Ella lo miró con arrogancia. ¿Quién eres? Puedes llamarme Belleza, Eternidad, respondió la mujer. ¿Y por qué vistes así? Para irradiarme hasta en la lejanía de este páramo blanco, para que mis colores abriguen y se cuenten en los cuentos, ¿no te parezco, elegante, memorable?. Sin duda, tu virtud es deseable, concédeme tu compañía y tu cuerpo, y así podríamos hacer un camino más ameno.

Y de repente, sus colores cayeron como una capa de mala pintura, desvanecidos en un golpe de viento violento. ¿Me recordarás?, preguntó ella. Claro que sí. Pero no sé quién eres, podrías robarme el vestido mientras estoy dormida y dejarme morir al cruel clima. No haría yo eso nunca. No estoy segura, aquellos paisajes que allí ves fluctuan al ritmo del paso, igual que la pasión caprichosa.

El Vagabundo corrió a consolarla, mientras le acariciaba el admirable cabello arcoiris, y Belleza, o Eternidad se derrumbó sobre sus rodillas, llorando, atrapada por una pena inconsolable. Pasó así largo rato hasta que se cansó y se alejó de ella, listo para irse. Ella lo llamó de nuevo, ¡no te vayas! ¡Yo te quiero! ¡Te mentí! ¡No me llamo Belleza, ni Eternidad! ¡Me llamo Olvido!

Pero en la lejanía sólo se veía como un punto negro.

miércoles, 11 de noviembre de 2009

I

Los copos de nieve caían como un manto de lunares claros sobre un vestido azulado, componiendo la única melodía en aquel erial inmovil, blanco e inerte, danzando al son del viento helado y aullante.
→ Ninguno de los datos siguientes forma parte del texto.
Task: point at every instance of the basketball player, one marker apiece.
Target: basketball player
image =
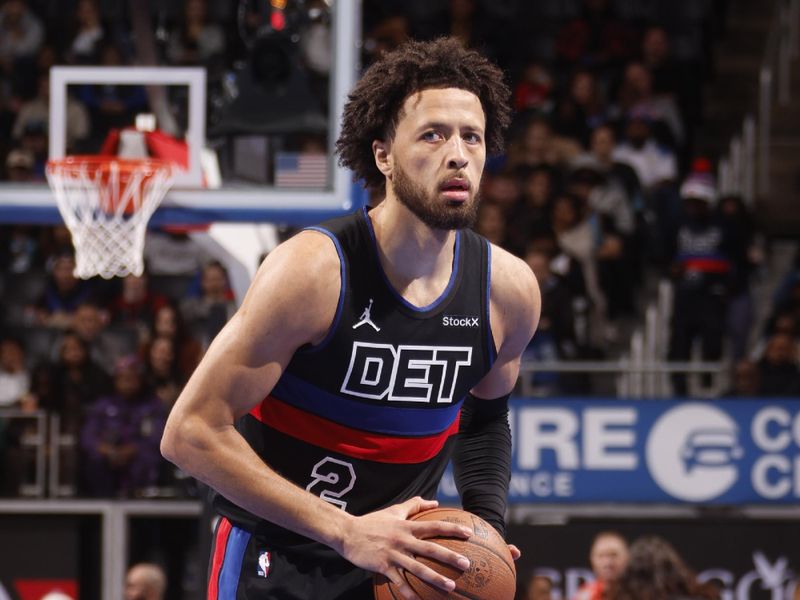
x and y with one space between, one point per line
325 412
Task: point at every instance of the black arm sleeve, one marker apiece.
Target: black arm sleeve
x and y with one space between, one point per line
482 459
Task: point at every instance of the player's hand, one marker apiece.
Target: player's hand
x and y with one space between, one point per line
386 542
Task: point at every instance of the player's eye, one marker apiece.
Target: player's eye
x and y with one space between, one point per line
472 138
431 136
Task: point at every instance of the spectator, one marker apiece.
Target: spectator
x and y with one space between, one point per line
532 214
145 581
21 33
161 370
501 188
197 41
596 40
701 271
609 558
89 33
208 312
582 110
173 253
36 112
746 380
787 306
671 77
780 374
14 377
539 146
135 305
603 194
532 93
614 227
539 588
168 322
120 438
558 319
19 166
90 322
69 385
62 295
653 163
601 149
655 570
746 255
576 237
636 95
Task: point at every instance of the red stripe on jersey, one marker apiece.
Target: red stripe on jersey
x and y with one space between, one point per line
707 265
220 545
355 443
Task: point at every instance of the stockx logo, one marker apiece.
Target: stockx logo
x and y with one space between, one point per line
451 321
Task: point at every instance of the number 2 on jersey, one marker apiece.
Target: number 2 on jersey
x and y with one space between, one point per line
331 479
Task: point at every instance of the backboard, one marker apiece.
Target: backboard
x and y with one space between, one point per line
253 152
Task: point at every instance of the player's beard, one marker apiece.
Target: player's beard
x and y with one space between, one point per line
435 214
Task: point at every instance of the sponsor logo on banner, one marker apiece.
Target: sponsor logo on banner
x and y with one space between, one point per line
767 579
731 452
692 452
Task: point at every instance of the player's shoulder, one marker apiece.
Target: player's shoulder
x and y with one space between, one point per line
513 282
308 252
306 266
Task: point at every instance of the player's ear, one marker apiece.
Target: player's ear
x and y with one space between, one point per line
383 157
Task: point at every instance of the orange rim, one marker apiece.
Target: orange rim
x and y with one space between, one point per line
77 163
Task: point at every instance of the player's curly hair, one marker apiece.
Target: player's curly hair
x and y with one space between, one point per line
373 107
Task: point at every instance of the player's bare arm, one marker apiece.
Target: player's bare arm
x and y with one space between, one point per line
515 308
292 302
482 460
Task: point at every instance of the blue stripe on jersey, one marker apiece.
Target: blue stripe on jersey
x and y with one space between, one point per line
386 419
406 303
343 279
490 340
232 563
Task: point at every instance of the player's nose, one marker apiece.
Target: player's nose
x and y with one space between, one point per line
456 153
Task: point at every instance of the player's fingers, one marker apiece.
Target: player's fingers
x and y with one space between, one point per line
401 585
425 573
417 504
440 554
429 529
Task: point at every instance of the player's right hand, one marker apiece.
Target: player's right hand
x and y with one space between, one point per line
386 542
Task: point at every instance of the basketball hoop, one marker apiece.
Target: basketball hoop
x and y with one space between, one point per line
106 203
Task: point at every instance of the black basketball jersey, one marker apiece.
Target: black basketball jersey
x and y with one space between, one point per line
367 418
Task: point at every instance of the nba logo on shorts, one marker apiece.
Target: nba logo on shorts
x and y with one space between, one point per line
263 564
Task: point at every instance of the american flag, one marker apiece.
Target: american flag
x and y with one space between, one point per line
296 169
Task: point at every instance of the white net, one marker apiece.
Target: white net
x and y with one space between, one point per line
106 202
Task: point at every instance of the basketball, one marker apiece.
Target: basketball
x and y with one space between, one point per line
491 574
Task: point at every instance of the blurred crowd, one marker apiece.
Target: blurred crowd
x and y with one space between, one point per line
600 191
649 568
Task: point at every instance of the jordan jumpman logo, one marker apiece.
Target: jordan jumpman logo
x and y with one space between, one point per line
366 319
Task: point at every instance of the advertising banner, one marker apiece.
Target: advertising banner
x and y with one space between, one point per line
748 560
726 452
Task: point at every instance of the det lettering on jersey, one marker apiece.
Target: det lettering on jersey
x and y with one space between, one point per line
405 373
455 321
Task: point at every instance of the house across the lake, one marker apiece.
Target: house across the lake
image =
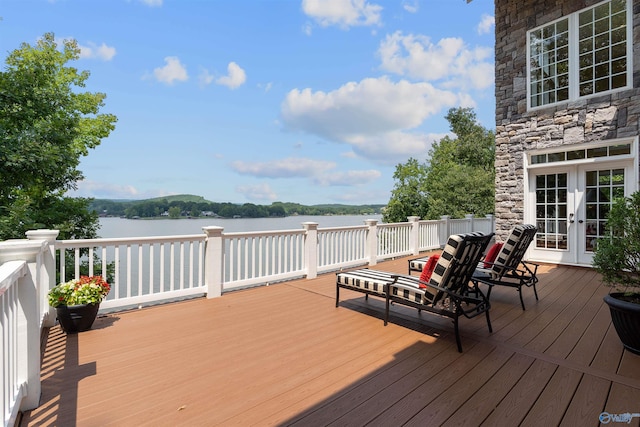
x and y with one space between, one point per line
567 119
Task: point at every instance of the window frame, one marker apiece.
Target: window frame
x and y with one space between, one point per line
574 56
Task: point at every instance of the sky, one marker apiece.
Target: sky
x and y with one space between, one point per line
258 101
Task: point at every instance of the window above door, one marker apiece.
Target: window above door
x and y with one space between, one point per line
583 54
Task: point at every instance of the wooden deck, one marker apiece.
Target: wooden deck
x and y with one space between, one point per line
285 355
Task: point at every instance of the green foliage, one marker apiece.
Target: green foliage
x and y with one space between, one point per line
457 179
174 212
84 290
617 258
409 195
46 125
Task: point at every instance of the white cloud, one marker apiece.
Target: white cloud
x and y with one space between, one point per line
171 72
449 60
152 3
235 77
487 22
283 168
103 190
257 192
102 52
342 13
265 86
391 148
349 178
410 6
376 117
369 107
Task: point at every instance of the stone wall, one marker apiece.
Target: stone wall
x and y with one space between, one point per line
598 118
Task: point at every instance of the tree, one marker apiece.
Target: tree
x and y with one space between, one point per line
46 125
409 195
457 179
461 174
175 212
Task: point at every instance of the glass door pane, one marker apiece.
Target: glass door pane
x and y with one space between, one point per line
602 188
551 211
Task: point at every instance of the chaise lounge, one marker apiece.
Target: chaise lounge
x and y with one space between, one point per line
445 293
509 269
505 267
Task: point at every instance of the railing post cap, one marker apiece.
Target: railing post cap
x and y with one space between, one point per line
20 250
213 230
43 234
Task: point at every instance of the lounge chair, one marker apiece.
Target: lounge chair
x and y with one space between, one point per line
509 269
446 292
506 268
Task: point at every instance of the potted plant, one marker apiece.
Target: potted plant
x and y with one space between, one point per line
77 302
617 259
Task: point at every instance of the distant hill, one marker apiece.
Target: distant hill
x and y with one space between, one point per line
189 205
187 198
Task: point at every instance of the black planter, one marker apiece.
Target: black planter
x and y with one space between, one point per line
626 319
77 318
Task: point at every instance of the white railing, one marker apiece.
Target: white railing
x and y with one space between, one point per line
147 269
140 269
263 257
24 282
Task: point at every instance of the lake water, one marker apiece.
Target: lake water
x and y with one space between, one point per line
122 227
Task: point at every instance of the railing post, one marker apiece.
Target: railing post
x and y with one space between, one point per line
470 218
214 261
28 336
48 273
311 249
492 227
372 241
414 237
445 230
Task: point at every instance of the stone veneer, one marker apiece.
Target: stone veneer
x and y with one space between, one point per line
598 118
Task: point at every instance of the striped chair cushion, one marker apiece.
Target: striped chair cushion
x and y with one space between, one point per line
511 247
418 263
366 279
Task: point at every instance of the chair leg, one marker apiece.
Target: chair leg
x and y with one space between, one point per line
386 310
457 331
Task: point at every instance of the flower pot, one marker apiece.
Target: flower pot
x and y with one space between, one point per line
626 319
77 318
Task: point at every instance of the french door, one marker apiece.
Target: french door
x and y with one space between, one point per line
569 206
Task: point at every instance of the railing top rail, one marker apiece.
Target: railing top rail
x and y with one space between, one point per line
395 224
80 243
263 233
345 228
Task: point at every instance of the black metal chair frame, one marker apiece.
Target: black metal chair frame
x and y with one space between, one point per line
514 272
452 298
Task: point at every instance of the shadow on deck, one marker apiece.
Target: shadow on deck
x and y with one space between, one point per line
285 355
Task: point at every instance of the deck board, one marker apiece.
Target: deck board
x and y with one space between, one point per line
285 355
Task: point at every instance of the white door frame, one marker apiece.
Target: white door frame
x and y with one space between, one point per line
575 253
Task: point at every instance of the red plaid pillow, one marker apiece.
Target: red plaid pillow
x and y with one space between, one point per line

El Árbol de Piedra estaba en medio de las inmensas llanuras heladas, y al pie de este descansaba el Vagabundo, que respiraba pausadamente, su mente elevada en sueños de oro, sangre, seda y carne.

El Vagabundo abrió los ojos. Recordaba valses bajo los techos de un palacio, a una mujer nívea retorciendose de placer sobre sábanas color escarlata; el esplendor y la gloria, y nada más. Se quitó las lagañas de los ojos y contempló con extrañeza las llanuras y las montañas de la lejanía.

"¿Quién soy? ¿Y qué busco?"

Su mente resonaba con esos dos interrogantes.